The Rise and Fall of the Women’s March

Emily Bach, Editor-in-Chief

Photo by Yasin Ozturk of the Anadolu Agency

Pink pussyhats painted the grounds of Freedom Plaza this Saturday, as thousands of women and allies came together for the 2020 Women’s March. Accompanied by a slew of clever protest signs, they united around a desire for change, advocating for issues from Trump’s impeachment to disability rights to curbing global climate change. However, this year marches paled in comparison to the 2016 march, with crowd sizes diminished from nearly 1 million to 10,000 attendees

Since 2016, the march that once garnered attendance from nearly 1% of the U.S. population has faced a series of challenges, many internal. After allegations of antisemitism emerged from the top of their board, three of the organization’s top members, Linda Sarsour, Tamika Mallory, and Bob Bland resigned from their positions. The organizers have also faced a number of critiques of furthering a brand of pseudo-feminism concerned with white, cisgender women. 

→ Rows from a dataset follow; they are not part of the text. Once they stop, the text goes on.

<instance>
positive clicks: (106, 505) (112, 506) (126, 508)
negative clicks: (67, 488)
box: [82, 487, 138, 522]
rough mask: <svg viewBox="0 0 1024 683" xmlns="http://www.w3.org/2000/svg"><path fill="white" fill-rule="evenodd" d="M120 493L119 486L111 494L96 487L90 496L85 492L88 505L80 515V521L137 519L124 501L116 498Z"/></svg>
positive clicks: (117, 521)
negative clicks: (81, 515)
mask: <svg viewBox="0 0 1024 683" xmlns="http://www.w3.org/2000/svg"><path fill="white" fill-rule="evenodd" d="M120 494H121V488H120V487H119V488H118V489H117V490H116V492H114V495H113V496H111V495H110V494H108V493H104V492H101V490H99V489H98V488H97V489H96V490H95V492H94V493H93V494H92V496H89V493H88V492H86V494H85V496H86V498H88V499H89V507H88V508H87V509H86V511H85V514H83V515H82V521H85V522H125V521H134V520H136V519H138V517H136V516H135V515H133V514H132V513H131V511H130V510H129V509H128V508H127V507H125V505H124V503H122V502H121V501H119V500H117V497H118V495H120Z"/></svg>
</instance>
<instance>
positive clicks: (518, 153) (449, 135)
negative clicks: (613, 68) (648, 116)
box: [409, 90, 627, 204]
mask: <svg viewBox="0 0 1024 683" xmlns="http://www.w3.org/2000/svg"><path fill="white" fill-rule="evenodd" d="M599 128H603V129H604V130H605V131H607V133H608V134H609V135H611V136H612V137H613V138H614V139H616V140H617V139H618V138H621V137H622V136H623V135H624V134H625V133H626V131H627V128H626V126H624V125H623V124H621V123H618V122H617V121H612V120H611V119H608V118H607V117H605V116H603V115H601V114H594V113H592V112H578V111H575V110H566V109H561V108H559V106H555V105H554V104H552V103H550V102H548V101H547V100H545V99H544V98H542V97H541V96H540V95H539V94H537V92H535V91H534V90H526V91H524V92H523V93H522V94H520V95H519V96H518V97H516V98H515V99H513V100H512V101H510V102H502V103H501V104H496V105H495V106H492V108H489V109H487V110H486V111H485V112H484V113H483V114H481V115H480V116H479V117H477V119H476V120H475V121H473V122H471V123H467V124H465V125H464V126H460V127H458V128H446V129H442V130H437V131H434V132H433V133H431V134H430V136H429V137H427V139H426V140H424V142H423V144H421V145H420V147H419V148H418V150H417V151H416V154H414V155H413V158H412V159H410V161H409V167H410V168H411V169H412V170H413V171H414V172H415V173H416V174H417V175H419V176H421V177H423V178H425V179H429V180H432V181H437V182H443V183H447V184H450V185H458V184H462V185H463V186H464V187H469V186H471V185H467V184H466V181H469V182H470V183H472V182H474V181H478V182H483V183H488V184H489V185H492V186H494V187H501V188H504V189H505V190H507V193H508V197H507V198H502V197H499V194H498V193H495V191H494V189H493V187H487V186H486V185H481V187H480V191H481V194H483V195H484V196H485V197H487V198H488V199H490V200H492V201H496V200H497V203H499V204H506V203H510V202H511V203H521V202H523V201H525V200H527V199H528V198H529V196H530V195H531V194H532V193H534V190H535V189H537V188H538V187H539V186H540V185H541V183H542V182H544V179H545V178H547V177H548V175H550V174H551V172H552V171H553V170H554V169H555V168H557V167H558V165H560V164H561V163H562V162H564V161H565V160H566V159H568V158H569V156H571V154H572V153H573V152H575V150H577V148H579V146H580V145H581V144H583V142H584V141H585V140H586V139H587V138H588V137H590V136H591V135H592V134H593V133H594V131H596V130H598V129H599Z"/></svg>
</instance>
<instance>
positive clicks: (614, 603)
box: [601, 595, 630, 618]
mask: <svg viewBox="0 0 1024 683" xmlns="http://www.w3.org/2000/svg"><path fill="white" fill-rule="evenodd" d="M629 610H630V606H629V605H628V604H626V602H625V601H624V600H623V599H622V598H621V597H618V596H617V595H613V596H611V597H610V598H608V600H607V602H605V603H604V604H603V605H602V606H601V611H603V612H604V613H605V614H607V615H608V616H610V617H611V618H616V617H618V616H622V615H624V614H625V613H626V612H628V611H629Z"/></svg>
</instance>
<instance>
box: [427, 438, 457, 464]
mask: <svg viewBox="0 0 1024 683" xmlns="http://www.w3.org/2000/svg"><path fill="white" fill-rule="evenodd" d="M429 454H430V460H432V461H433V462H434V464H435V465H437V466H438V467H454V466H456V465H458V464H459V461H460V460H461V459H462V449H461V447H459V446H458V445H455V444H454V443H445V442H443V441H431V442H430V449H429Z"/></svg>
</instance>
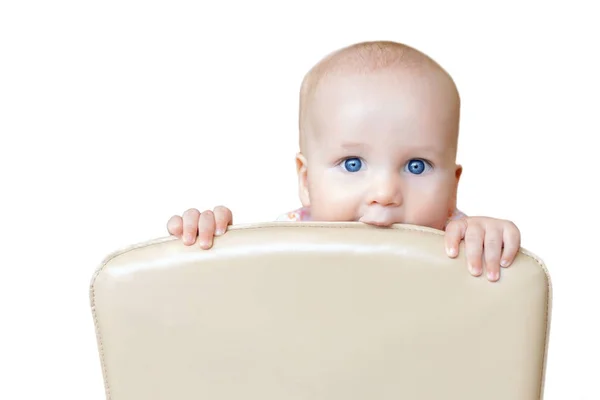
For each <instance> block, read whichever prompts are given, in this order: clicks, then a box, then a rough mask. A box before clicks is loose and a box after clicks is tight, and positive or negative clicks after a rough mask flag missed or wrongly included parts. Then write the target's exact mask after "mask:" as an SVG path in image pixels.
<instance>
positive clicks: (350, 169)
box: [344, 158, 362, 172]
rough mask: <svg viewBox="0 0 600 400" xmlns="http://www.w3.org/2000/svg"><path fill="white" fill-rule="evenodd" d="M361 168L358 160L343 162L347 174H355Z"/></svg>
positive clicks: (361, 166) (345, 161) (357, 158)
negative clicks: (349, 173)
mask: <svg viewBox="0 0 600 400" xmlns="http://www.w3.org/2000/svg"><path fill="white" fill-rule="evenodd" d="M360 167H362V162H361V161H360V160H359V159H358V158H349V159H347V160H346V161H344V168H345V169H346V171H348V172H357V171H359V170H360Z"/></svg>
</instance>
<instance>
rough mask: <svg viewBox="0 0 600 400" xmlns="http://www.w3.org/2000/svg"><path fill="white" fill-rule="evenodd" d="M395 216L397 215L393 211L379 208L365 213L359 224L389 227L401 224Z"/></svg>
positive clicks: (385, 208)
mask: <svg viewBox="0 0 600 400" xmlns="http://www.w3.org/2000/svg"><path fill="white" fill-rule="evenodd" d="M395 214H396V213H395V212H394V210H392V209H387V208H384V207H378V208H376V209H369V210H367V212H365V214H364V215H363V216H362V217H360V218H359V220H358V222H362V223H364V224H369V225H375V226H382V227H389V226H391V225H392V224H396V223H399V222H400V220H399V219H398V218H397V217H396V215H395Z"/></svg>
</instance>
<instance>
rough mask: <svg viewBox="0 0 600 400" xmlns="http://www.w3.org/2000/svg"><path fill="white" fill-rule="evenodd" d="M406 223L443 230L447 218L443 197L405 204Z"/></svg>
mask: <svg viewBox="0 0 600 400" xmlns="http://www.w3.org/2000/svg"><path fill="white" fill-rule="evenodd" d="M405 213H406V214H405V216H406V220H407V221H406V222H407V223H409V224H414V225H420V226H428V227H430V228H435V229H443V228H444V226H445V224H446V221H447V219H448V217H449V210H448V202H447V200H446V198H445V197H435V196H432V197H426V196H424V197H422V198H421V199H420V201H419V200H418V199H414V201H411V202H410V203H409V204H407V207H406V210H405Z"/></svg>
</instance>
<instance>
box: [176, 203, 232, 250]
mask: <svg viewBox="0 0 600 400" xmlns="http://www.w3.org/2000/svg"><path fill="white" fill-rule="evenodd" d="M232 219H233V218H232V215H231V211H230V210H229V209H228V208H227V207H223V206H218V207H215V209H214V210H213V211H210V210H206V211H204V212H202V213H201V212H200V211H198V210H196V209H195V208H190V209H189V210H187V211H186V212H184V213H183V216H182V217H180V216H179V215H174V216H172V217H171V219H169V222H167V230H168V231H169V234H171V235H173V236H177V237H178V238H182V237H183V243H184V244H185V245H188V246H189V245H192V244H194V243H195V242H196V236H198V241H199V242H200V247H201V248H203V249H210V248H211V247H212V245H213V237H214V236H220V235H222V234H224V233H225V231H226V230H227V227H228V226H229V225H231V223H232Z"/></svg>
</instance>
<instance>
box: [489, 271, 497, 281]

The concerns reflect a historical problem with the feminist movement. Early “feminist” marches instilled racist ideals in an attempt to forward a “women” first agenda that often only served cisgender, white women. Organizers requested that black women march at the back of the protests, hoping to ensure that white, Southern women wouldn’t be uncomfortable with them. Transgender women have historically found more of a home within the LGBTQ+ movement than the feminist one, as the feminist movement still struggles to adequately embrace transgender women. 

Today, Women’s March has found itself entrapped in similar historical issues, most clearly because of the marches’ tendency to attract white, upper-middle-class women. Black Lives Matter Los Angeles reported explicit exclusion from the 2020 March, despite repeated attempts at asking to be included in the organizing efforts. In a press statement, they called the Women’s March’s brand of feminism “liberal White-supremacy”, comparing it to suffrage-era, anti-Black feminism. Similarly, the organization’s 2020 focus topics are notably low on the Independent Women’s Forum’s, or IWF’s, list of concerns for black women. While the Women’s March chose to highlight reproductive rights, climate change, and immigration on their agenda, the IWF reports that the two highest-ranking concerns for Black women are safety (or, informally, ending police brutality) and income security

Attempts at crossing racial and geographic divides were evident in the 2020 speakers for the Washington march, which included descendants of Martin Luther King Jr. and Lastesis, a feminist theater group from Chile whose chant has more recently emerged as a feminist anthem, particularly in Latin America. However, the speaking choices, some local activists say, came at the cost of D.C. natives doing important work on racial justice in their home community. Notably, Helisa Cruz, the co-President of March for Our Lives D.C., called out the organization the night before at a community rallying event. She explained that after numerous attempts at reaching out, local black activists were excluded from conversations concerning the 2020 goals of Women’s March DC, and resultingly, that the organization’s activism didn’t adequately reflect or include black, D.C. youth. 

The internal turmoil at Women’s March may, at least to some degree, be responsible for the diminished crowd sizes in 2020. High national support for Trump’s impeachment and the march’s close timing to his trial, a core marketing peg for the day of action, should have helped the organization draw crowd sizes, but didn’t seem to make much of an impact. A host of other issues, including difficult weather in D.C. and a general decrease in national attention, could attribute to the same issues. 

The small crowd sizes don’t necessarily signal an end of the organization’s mission. Since 2016, the organization has expanded its mission significantly, now including lobbying and a slew of local chapters. For students like Erika Coon (12), the march still has an important symbolic power, in that she said she feels it gives her the ability to demonstrate that she doesn’t agree with the President’s current politics. However, the comparatively-tiny crowd sizes reflect an organization struggling to stay relevant and inclusive in 2020’s political climate, and draw important questions about its future trajectory.